The Spectacle
Ismail knows the proper way to debone denis, a Gazan specialty we chose on an ordinary Tuesday. Hold the tail of the roasted fish with a light grip and lift the spine until it unknots from the flaky flesh. “Going slow is the secret,” he divulges. We watch carefully, mesmerized by his steady control. Preparing for our own attempts, we timidly pinch the tails of our fish.
“My grandfather and his father were fishermen,” Ismail says softly, tracing the lineage of his expertise. Behind him, the setting sun melts into the Mediterranean, dyeing the sky with swirls of amber, amethyst, and ruby. I slip my feet out of my sandals and dig my toes into the cool sand. The salty breeze pairs with seafood like a fine wine.

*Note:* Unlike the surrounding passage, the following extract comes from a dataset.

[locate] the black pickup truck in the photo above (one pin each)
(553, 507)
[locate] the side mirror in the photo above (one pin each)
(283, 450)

Piling spines of tiny, delicate bones in front of our plates, the feast begins. Torn up pita pinched between fingers reach every which way into the battalion of plastic bowls studding the table’s center. Some hands grazing thick pools of parsley-speckled tahini, others scooping delicate slivers of denis into concoctions of lemon juice and minced chill. Small pots of earthen clay hold roasted shrimp in a tomatoey sauce encrusted with a dense layer of golden sesame.
Our table teems with chatter, everyone’s inner storyteller and comedian alive and well. Suddenly, an Arabic version of “Happy Birthday” hurtling through the café’s speaker system trumps our joyful cacophony, commanding our attention to three waiters striding to a table of young girls. The waiters present a perfectly manicured chocolate cake with a single candle, an exaggerated flare spewing flaming sparks. The birthday girl’s flock of friends morphs into an octopus, each tentacle holding an iPhone, primed to archive the spectacle with selfies. Along with the rest of the café’s patrons, we clap in time to the up-tempo rendition of “Happy Birthday.” Celebration thrives in Gaza—awkward, earnest, unbridled.
Plunged in the secondhand glee of the birthday, the earth shakes. Our eardrums burst. The dinner table flips, sending its legs into the air, a cartwheel of destruction that returns our feast to the sand. The jet roars. To the right, a fiery cloud, an extension of the sunset brought to shore. How fickle is fire, the element of transformation. In a single moment it transmutes joy into terror. We make our way to the street, our feet trudging through the graveyard of our feast, submerging tiny, delicate bones into earth.